Et les rencontres se multipliaient, les Suédois nous apprenaient un jeu de chez eux, Throw the pigs, qui consistait à lancer deux petits cochons de plastique et, selon leur position à l'atterrissage, nous accumulions ou perdions des points. Il n'y a pas si longtemps, paraît-il, ils jouaient avec de vrais cochons.

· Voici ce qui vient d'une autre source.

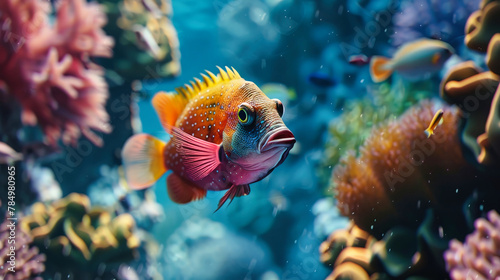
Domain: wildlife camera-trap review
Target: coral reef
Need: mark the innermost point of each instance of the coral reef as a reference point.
(479, 256)
(147, 38)
(442, 20)
(48, 67)
(28, 262)
(476, 92)
(400, 172)
(68, 231)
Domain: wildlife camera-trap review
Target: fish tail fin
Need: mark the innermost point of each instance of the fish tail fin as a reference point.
(143, 160)
(169, 107)
(379, 70)
(428, 132)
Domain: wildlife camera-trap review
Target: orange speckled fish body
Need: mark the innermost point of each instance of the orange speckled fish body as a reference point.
(226, 134)
(209, 117)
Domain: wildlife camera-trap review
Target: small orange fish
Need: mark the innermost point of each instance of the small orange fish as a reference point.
(436, 120)
(226, 134)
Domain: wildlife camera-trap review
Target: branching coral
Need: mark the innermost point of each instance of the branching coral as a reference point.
(27, 262)
(400, 172)
(476, 92)
(48, 67)
(479, 256)
(70, 231)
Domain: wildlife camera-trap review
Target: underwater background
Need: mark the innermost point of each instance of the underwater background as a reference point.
(363, 194)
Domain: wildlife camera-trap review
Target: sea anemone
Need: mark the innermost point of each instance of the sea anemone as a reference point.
(443, 20)
(48, 67)
(400, 172)
(28, 262)
(479, 256)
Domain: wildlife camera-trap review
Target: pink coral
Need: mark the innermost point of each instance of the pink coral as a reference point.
(48, 67)
(479, 256)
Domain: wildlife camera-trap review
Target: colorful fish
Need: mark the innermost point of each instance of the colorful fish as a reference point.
(436, 120)
(225, 134)
(413, 60)
(8, 155)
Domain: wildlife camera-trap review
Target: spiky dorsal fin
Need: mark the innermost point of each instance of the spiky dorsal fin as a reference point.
(169, 106)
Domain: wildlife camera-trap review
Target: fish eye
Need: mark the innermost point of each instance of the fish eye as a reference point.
(279, 107)
(246, 114)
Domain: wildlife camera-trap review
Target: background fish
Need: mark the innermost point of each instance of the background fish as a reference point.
(226, 134)
(321, 79)
(413, 60)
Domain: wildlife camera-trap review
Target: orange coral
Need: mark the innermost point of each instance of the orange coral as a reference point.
(400, 172)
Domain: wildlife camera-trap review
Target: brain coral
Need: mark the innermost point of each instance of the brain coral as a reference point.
(479, 256)
(400, 172)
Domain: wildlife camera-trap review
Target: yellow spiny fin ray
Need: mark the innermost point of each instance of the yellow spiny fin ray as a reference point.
(169, 106)
(196, 86)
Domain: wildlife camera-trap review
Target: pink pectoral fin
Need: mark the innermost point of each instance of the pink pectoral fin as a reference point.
(199, 157)
(232, 193)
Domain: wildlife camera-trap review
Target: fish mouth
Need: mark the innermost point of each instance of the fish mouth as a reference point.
(281, 137)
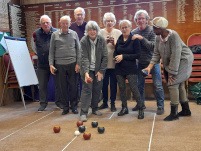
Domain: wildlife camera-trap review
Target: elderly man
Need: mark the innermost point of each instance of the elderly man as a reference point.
(79, 24)
(40, 44)
(79, 27)
(145, 34)
(64, 56)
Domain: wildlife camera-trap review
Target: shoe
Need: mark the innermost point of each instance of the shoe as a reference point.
(103, 106)
(97, 113)
(65, 112)
(60, 107)
(75, 111)
(123, 111)
(160, 111)
(185, 110)
(42, 108)
(136, 108)
(140, 114)
(113, 108)
(83, 118)
(173, 113)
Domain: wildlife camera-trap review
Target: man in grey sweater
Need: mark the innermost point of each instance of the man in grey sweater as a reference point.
(64, 55)
(145, 33)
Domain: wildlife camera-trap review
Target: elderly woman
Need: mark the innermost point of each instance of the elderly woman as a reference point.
(125, 55)
(111, 35)
(93, 65)
(177, 60)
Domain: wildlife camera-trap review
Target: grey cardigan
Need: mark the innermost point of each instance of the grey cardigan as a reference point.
(176, 57)
(101, 55)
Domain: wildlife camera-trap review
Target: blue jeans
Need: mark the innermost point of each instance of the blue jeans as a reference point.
(157, 82)
(109, 77)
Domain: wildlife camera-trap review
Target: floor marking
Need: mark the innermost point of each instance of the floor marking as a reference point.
(69, 143)
(112, 115)
(26, 126)
(152, 132)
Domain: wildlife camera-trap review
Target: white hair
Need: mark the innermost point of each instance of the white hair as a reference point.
(92, 25)
(45, 16)
(109, 14)
(139, 12)
(125, 21)
(66, 17)
(79, 8)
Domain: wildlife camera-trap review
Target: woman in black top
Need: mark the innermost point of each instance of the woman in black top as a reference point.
(125, 55)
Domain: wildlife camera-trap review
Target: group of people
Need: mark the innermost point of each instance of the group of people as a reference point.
(79, 51)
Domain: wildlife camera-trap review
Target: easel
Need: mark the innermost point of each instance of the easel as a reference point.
(22, 94)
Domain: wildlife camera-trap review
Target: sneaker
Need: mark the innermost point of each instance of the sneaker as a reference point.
(113, 108)
(97, 113)
(160, 111)
(42, 108)
(83, 118)
(136, 108)
(60, 107)
(103, 106)
(65, 112)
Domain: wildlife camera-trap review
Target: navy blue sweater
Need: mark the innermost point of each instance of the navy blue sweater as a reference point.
(130, 49)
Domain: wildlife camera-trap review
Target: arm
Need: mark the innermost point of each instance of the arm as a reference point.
(33, 42)
(136, 51)
(104, 58)
(78, 54)
(51, 53)
(84, 53)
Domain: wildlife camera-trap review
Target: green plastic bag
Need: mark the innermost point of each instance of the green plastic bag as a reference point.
(196, 91)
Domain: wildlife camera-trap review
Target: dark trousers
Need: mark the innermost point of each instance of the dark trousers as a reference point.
(110, 77)
(132, 79)
(43, 75)
(66, 82)
(90, 94)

Pendant que nous flânions dans les marchés à la recherche de ramboutans, nous découvrions le fruit le plus insolite, le durian, à propos duquel Mark Twain prédisait « qu'un jour, quelqu'un en importerait en Europe et le vendrait comme fromage ». Si singulière, si épouvantable se révélait son odeur que le Lonely Planet mentionnait que l'on pouvait toujours se risquer à en goûter sous une forme altérée... « which also smells like shit and tastes like shit but looks like ice cream». Le Grand Palace nous dévoilait ses merveilles royales; le quartier chaud de Patphong, ses perles orientales... Qui, pour les touristes, exécutaient de petits numéros d'une tristesse infinie : sortir de leur vagin des colliers de lames de rasoirs, lancer des fléchettes pour crever des ballons accrochés au mur, déboucher des bouteilles de Coke, toujours l'oeuvre de cette intimité malmenée. Quelques scrupules nous prévenaient de nous divertir de plus satisfaisantes façons dans ce quartier; un soupçon d'hypocondrie nous confortait par ailleurs dans nos réserves.
Souvent, nous nous retrouvions en début de soirée dans un restaurant rustique d'un grand marché à ciel ouvert, près des flots sombres du Chao Phraya, la table se remplissait de petits plats, un 26 onces de Mékong au centre, et la chaleur de Bangkok, la fraîcheur du fleuve, la magie du whisky, les visages souriants de nos amis, la douceur, souvent la surprenante beauté des Thaïlandaises qui nous servaient, nous entrechoquions nos verres et, les yeux pétillants comme ceux du capitaine Haddock, mille milliards de mille sourires coulaient dans mes veines.
Si je ne progressais pas beaucoup sur le chemin de mon autorévélation, j'accumulais d'impérissables souvenirs de lendemains de veille avec Pierre, à déambuler nonchalamment dans les rues de Bangkok, euphoriques, encore dans les vapeurs de la nuit, à nous remémorer les événements, à les reconstruire, à nous en réjouir, à commenter n'importe quoi, à partager la plus insignifiante observation, comme en rêvait jadis Montaigne, qui en savait le privilège : « C'est une rare fortune, mais de soulagement inestimable, d'avoir un honnête homme, d'entendement ferme et de moeurs conformes aux vôtres, qui aime à vous suivre. J'en ai eu faute extrême en tous mes voyages. Mais une telle compagnie, il la faut avoir choisie et acquise dès le logis. Nul plaisir n'a goût pour moi sans communication. Il ne me vient pas seulement une gaillarde pensée en l'âme qu'il ne me fâche de l'avoir produite seul, et n'ayant à qui l'offrir ».
On ne voyage cependant pas que pour se récompenser d'être en vie, célébrer ses amitiés à tous les coins de rue ou prendre les jours et les gens comme ils viennent. Nous étions en Asie, et on ne s'aventure pas à l'extrémité du monde sans se savoir l'obligation d'en ramener quelque chose de valable, une idée inédite, une intuition sur soi, au moins un éclat d'intelligence supplémentaire dans les yeux qui, pour l'instant, n'étaient surtout rougis que par nos abus de whisky. C'est pourquoi nous avons élu de gagner le nord de la Thaïlande, où les touristes se hasardaient plus rarement.